Bug 5900 - Extremely slow sync with anticipatory under certain conditions
Summary: Extremely slow sync with anticipatory under certain conditions
Status: RESOLVED CODE_FIX
Alias: None
Product: IO/Storage
Classification: Unclassified
Component: Other (show other bugs)
Hardware: i386 Linux
: P2 normal
Assignee: Nick Piggin
URL:
Keywords:
Depends on:
Blocks:
 
Reported: 2006-01-15 16:34 UTC by Indan
Modified: 2010-04-07 14:07 UTC (History)
4 users (show)

See Also:
Kernel Version: 2.6.27-rc4
Subsystem:
Regression: No
Bisected commit-id:


Attachments
2 min. delay.

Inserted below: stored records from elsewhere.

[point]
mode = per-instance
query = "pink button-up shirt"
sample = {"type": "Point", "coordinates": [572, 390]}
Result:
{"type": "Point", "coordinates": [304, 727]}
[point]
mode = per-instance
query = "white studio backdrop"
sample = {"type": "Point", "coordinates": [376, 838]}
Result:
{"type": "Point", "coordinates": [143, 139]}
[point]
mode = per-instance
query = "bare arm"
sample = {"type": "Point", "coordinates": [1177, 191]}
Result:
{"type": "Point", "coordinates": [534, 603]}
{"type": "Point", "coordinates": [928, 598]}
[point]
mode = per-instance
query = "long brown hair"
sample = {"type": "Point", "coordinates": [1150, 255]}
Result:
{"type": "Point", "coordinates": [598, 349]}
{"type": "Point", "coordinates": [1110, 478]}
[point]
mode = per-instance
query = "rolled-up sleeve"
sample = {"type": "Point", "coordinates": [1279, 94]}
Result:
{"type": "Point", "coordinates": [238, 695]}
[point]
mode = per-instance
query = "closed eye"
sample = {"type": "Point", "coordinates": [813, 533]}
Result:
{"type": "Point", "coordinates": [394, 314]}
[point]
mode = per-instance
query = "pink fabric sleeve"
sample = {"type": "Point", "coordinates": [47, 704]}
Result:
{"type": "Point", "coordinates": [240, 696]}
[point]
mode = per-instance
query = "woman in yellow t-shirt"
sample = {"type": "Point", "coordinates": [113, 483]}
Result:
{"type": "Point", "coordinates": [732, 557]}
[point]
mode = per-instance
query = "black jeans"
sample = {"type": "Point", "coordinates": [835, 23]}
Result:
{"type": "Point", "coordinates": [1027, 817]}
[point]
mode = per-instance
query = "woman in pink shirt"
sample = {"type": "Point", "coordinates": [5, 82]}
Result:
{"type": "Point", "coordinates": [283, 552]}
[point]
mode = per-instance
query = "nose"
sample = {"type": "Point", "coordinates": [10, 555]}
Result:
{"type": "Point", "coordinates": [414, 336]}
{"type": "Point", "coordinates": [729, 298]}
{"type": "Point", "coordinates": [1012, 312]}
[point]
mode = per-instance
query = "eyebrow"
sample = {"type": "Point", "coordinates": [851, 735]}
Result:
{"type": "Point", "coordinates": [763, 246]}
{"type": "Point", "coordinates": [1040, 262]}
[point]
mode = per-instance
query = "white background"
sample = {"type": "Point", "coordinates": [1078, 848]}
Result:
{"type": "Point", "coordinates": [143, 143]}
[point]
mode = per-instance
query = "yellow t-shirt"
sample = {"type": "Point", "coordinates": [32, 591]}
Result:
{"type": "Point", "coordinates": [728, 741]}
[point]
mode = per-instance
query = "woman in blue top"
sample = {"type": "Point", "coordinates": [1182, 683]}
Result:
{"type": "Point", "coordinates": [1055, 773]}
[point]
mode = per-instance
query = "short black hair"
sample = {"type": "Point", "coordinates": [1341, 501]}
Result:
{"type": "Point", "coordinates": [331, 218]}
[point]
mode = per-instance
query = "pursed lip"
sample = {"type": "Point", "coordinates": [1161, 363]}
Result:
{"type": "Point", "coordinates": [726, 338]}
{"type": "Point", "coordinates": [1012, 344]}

No swap (61.79 KB, text/plain)
2007-02-02 09:43 UTC, Indan
Details
SysRq+Alt+t dump from 2.6.21-rc1 after 20-30 seconds of syncing. (61.76 KB, text/plain)
2007-02-21 08:26 UTC, Indan
Details
Output for 2.6.21-rc1 30 seconds later than 'as' (61.15 KB, text/plain)
2007-02-21 08:28 UTC, Indan
Details
Output for 2.6.21-rc1 37 seconds later than 'as2' (61.15 KB, text/plain)
2007-02-21 08:29 UTC, Indan
Details

Description Indan 2006-01-15 16:34:48 UTC
Most recent kernel where this bug did not occur: Unknown

Distribution: Arch Linux

Hardware Environment:

256 Mb RAM, 1300 MHz AMD Duron, Seagate ST31208227AS on SATA (using sata_sil).

Software Environment:

Tried multiple kernel versions, latest test with 2.6.15 from Mercurial.
Interbench 0.29. Tested with ext3, ext2 and vfat.

Problem Description:

Interbench creates a condition where sync calls can take extremely long; more
than one minute. This only happens with the anticipatory IO scheduler, syncs
never take more than a few seconds with noop, deadline or cfq.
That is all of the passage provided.